Barnett, a former firefighter from Gravette, Arkansas, has pleaded not guilty to eight charges for his role in the Jan. 6 attack on the Capitol. He began testifying in his own defense this morning. 

The defense argued that Barnett, 62, was largely removed from the violence occurring at the Capitol on Jan. 6. 

“Richard is entirely disconnected from what’s going on. All he cares about is his flag,” said McBride, referring to an interaction inside the Capitol Rotunda where police body camera footage captures Barnett yelling at Metropolitan Police Officer Terrence Craig to retrieve his flag from former-House Speaker Nancy Pelosi’s office. 

McBride continued, “The evidence will show that while uncomfortable and rude and certainly in his personal space, [Barnett] did not impede Craig in any way.” 

The defense affirmed its view that Barnett entered the Capitol “involuntarily,” after protesters in the building opened what are known as the Columbus Doors with little opposition from law enforcement. McBride said Barnett was pushed through the doors by the raucous crowd and then “paraded around for political purposes’”– all while acting as if he was “running around the hills of Arkansas,” the defense said. 

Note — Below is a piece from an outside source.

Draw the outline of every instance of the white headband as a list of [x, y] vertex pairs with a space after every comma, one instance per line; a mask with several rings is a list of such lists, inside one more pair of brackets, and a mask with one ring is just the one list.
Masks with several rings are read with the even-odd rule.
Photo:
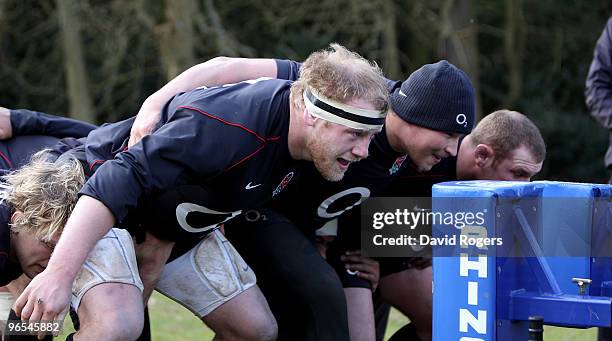
[[355, 108], [304, 90], [304, 104], [313, 116], [354, 129], [378, 130], [385, 123], [385, 111]]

As for the infamous photo of Barnett with his feet on a Pelosi aide’s desk, McBride said the man who snapped the photo, Saul Loeb, asked Barnett to “act natural” for the camera. 

After the prosecution focused a large portion of its case around Barnett’s possession of a ZAP Hike n’ Strike stun device on Jan. 6 – FBI Special Agent Kimberly Allen even demonstrated the electric shock feature in court on Wednesday – the defense said in its opening statement that Barnett’s stun gun was “not working” at the Capitol. 

While the defense acknowledged that Barnett was “not perfect” on Jan. 6, it said that there were plenty of “bad actors” and policing failures that contributed to stopping the certification process.

“The evidence will show that the electoral count was long disrupted before Barnett ever arrived on Capitol grounds,” McBride said, referring to the joint-session of Congress convened on Jan. 6 to certify the results of the 2020 presidential election. 

Video shows Barnett entered the Capitol at 2:43 p.m. on Jan. 6, roughly 15 minutes after the House went into recess. But throughout its case, the United States argued that Barnett’s mere presence inside the Capitol on Jan. 6 was problematic.

“He came into the Capitol and we were not able to complete the work of Congress because he came into the Capitol,” said Emily Berret, Pelosi’s former deputy chief of staff, last Wednesday. 

McBride said Barnett knew few details about the election certification process and, unlike many other rioters that day, didn’t verbally express any disdain for the key politicians involved, like former Vice President Mike Pence.

“He felt like America had been robbed and that the 2020 election was a knee on the throat of democracy,” McBride said. 

The defense’s first witness Mark Snell, of New Mexico, testified on Wednesday afternoon. His wife Tammy Newburn and her cousin Eileen Halpin also testified Thursday morning. They spoke about Barnett’s reputation in the community.

“He’s a good man. Everyone needs a Richard in their life,” Halpin said.